麦茶と白米
麦茶がどうしようもなく飲みたくなることがある。だいたい毎日飲んでいるのだが、無性に渇望してしまうことがある。どうしようもなく白米を食べたくなることもあって、それと似ている。
お茶は、緑茶も好きだし、紅茶も烏龍茶も好きだ。ご飯も、炒飯も好きだし、オムライスも牛丼も好きだ。でも、どうしても麦茶じゃないと、白米じゃないと駄目な日があるのだ。
共通して欲している部分としては、甘みかなと思う。鼻に抜けていく優しい甘さ。咀嚼したときに頭の後ろの方がじんわりと柔らかくなっていくような甘さ。ふりかけが掛かっていたり、牛丼の汁が浸みてしまっていたらこうはいかない。
幼い頃からこの二つはほぼ毎日口にしていた。
むかし……。
私の身体は、あたりまえだが、口から摂取したものから作られている。だから、食べるもの、飲むものが変われば、身体も変わる。

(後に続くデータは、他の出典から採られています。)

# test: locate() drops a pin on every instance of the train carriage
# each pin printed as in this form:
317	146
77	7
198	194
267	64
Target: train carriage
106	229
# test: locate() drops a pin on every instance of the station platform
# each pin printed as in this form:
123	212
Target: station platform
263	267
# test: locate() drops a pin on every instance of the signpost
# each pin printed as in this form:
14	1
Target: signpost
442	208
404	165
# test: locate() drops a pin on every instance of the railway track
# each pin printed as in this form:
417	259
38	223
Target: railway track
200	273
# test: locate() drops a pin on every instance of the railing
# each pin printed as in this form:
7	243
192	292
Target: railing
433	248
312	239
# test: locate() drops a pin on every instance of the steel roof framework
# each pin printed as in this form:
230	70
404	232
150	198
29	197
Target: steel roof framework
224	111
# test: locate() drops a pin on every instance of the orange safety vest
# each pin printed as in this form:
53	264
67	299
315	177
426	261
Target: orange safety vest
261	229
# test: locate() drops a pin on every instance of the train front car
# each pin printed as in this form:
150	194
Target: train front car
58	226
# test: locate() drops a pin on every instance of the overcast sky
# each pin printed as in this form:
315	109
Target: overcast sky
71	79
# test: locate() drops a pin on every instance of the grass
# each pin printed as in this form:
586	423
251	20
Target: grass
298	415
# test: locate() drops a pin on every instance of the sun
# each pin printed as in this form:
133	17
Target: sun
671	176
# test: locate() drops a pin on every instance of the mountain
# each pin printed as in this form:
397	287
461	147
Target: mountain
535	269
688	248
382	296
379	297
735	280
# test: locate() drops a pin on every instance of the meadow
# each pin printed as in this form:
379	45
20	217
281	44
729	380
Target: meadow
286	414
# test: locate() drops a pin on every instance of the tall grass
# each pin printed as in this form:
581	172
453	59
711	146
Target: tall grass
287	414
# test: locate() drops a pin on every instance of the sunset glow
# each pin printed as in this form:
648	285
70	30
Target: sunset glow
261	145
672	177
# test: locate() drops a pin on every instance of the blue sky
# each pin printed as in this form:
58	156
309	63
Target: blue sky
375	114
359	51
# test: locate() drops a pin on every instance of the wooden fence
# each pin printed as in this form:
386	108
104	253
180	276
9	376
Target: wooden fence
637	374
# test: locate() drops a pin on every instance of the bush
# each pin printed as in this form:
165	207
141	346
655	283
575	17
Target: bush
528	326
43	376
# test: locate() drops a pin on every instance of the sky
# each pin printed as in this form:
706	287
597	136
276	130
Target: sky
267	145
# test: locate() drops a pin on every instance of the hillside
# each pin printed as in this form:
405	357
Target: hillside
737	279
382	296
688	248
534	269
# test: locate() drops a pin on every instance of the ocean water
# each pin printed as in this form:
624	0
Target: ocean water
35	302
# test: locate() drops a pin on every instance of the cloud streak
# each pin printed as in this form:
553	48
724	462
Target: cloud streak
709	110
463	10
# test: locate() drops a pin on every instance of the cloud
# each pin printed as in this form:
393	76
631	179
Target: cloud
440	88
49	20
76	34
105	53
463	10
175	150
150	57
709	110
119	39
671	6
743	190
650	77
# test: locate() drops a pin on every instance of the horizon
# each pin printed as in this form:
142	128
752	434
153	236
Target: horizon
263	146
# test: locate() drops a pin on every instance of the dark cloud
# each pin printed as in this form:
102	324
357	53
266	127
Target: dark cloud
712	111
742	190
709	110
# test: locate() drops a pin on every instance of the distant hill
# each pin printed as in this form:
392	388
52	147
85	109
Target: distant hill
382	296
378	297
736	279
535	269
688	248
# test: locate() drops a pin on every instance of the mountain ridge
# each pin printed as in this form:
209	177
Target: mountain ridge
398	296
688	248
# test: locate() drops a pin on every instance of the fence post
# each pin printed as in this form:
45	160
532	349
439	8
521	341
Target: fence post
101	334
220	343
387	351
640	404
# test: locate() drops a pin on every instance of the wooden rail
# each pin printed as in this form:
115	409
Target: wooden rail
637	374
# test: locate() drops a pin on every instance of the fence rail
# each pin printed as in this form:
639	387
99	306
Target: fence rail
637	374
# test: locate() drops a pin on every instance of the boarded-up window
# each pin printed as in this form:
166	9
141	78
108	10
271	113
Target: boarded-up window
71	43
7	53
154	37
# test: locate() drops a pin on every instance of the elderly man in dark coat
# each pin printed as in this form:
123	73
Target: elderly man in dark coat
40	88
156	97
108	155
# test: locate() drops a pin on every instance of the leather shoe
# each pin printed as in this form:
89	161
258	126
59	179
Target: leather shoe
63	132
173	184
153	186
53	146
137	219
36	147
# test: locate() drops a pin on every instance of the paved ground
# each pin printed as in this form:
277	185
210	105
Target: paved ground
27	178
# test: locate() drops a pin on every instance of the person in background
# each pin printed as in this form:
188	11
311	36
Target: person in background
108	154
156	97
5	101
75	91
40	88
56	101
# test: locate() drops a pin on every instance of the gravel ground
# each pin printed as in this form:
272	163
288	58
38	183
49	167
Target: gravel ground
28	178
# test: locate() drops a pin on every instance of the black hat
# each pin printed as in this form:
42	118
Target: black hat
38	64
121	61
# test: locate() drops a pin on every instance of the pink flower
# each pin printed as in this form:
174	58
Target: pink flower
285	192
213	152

もしかすると私の身体は、昔の身体と完全に違うものになることを恐れているのかもしれない。原材料が変わってまるで別物になってしまった商品を私は知っている。
私がいま、私たり得ているのは、私を私たらしめている麦茶と白米があってこそなのだ。そしてそれらは、私の曲げられない部分を作っている。
揺らぎそうになったら白米食え。麦茶飲め。